Tolley took his shot, sinking his target. “Okay, I won’t. No problem.”

Bo grinned. “You’re a real pal.”

“What about taking AJ with you?” asked Eddie Haven. “I spent my whole life tagging after my parents, and it didn’t kill me.” Eddie came from a show-business family that had traveled constantly.

Ray—who had been Eddie’s arresting officer in an old, old case—threw back his head and guffawed. “If you consider court-ordered community service ‘okay,’ then I guess you’re doing just fine,” he said.

“I’m not dragging AJ anywhere else,” Bo said. “He’s been uprooted enough.”

“I have a solution,” said Bagwell. “You can do a lot of the stuff they work on at Fame School, only you could do it here. With Kimberly van Dorn. She was a media trainer in L.A.”

Bo had been thinking the same thing. He pictured himself spending hours and hours with her, being told what to do and how to do it. The hours and hours together he could handle. Being bossed around by her…“Not a good idea. Besides, I’m told this whole thing is about meeting people. That’s the point, not which fork to use and how to order wine.”

“Is not,” Bagwell said simply. “There’s plenty she could teach you.”

Meanwhile, Ray lined up another shot, sank it.

Damn. Ray was really on his game tonight. He sank two more balls before he missed and handed the play back to Bo.

“Seriously,” Bagwell added, “there are things you need to know before you start running with the big dogs. A guy can easily be led or manipulated into saying stuff.” Bagwell knew what he was talking about. He had played exactly three stellar games with the Boston Red Sox before an injury had ended his major-league aspirations. He’d returned home to Avalon, where he went to work at his father’s small-engine repair business and play for the Hornets in summer and in the Dominican Republic in winter.

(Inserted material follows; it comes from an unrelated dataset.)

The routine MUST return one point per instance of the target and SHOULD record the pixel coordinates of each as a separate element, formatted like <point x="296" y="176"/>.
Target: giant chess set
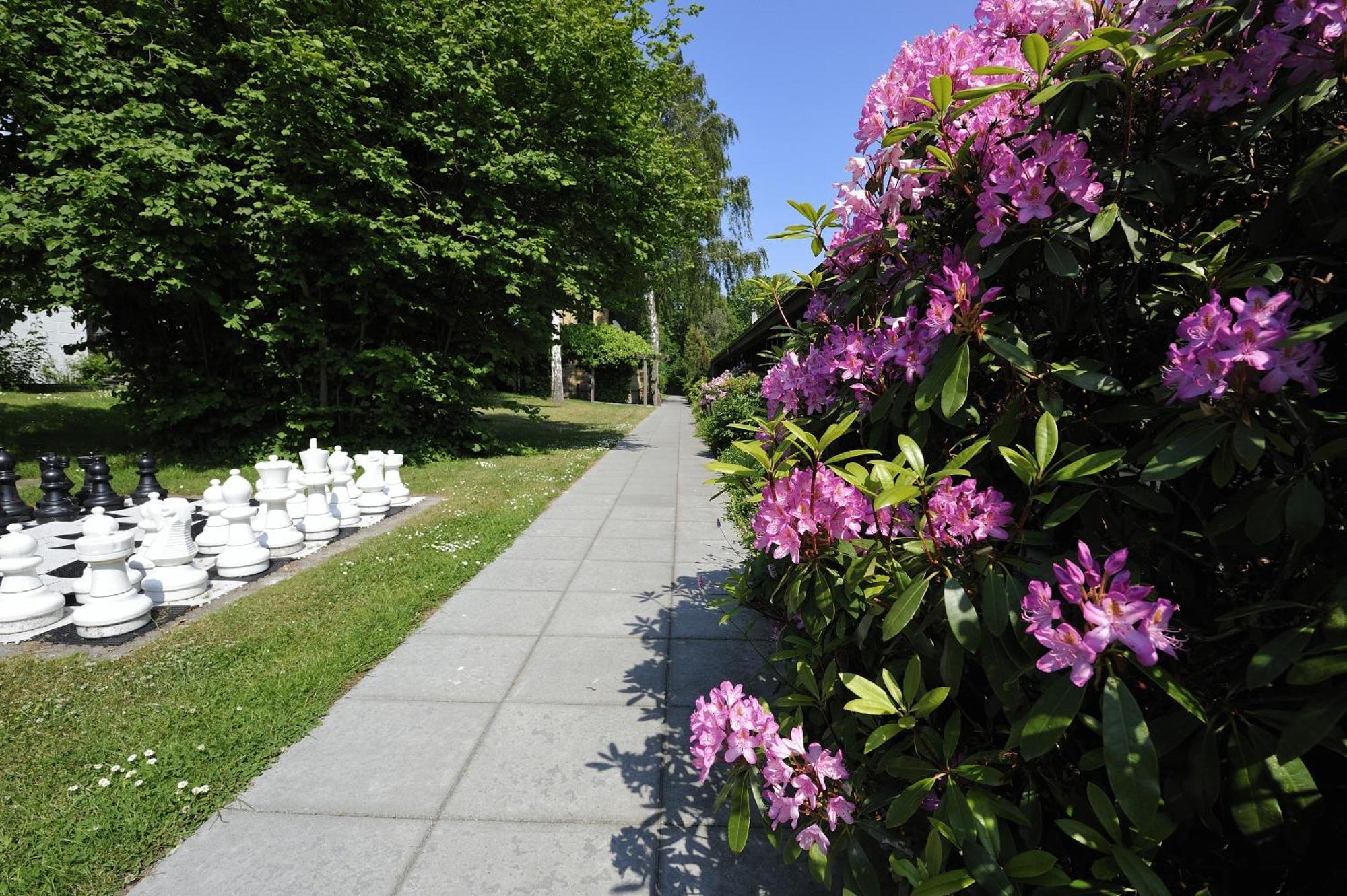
<point x="96" y="567"/>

“She’ll drive me crazy. Why her?” Bo asked with a scowl. His turn again. He tapped the hole he wanted his ball to go into, and lined up his shot. He misjudged the angle and the ball hit one bumper, then wandered away, a failure.

“No need to play dumb,” Bagwell said. “We’d all do exactly the same thing in your shoes.”

Seventeen

Leaving the bank with her mother, Kim felt a sense of cautious optimism. Bo had been right; as a victim of pressure sales, her mother was entitled to recourse from the bank. Fancy that, Kim thought. Information from a guy they could trust. It had to be a first.

In consultation with a specialist at the bank, she and her mother had worked out a payment plan that would help Penelope extricate herself from the punishing, complicated loan, assuming they were very careful, and a little bit lucky.

“We should celebrate,” Kim said.

“I’m on a strict budget now, and I intend to stick to it.” Penelope snapped her pocketbook shut and headed for the car. “We need to stop at the grocery store on the way home and I’ll prove it to you.”

“We’ll stick to the budget,” Kim promised her. “We just need to figure out how to celebrate for very little money.”

Penelope nodded. “I used to take you to the St. Regis for high tea, remember?”

“I remember my shoes pinching. And the harp music was boring.”

“I never cared for it, either.” Her mother stabbed the key into the ignition and started the car.

“Yet we went all those times. I thought it was so important to you.”

“And I thought it was such fun for you. One of us should have spoken up.”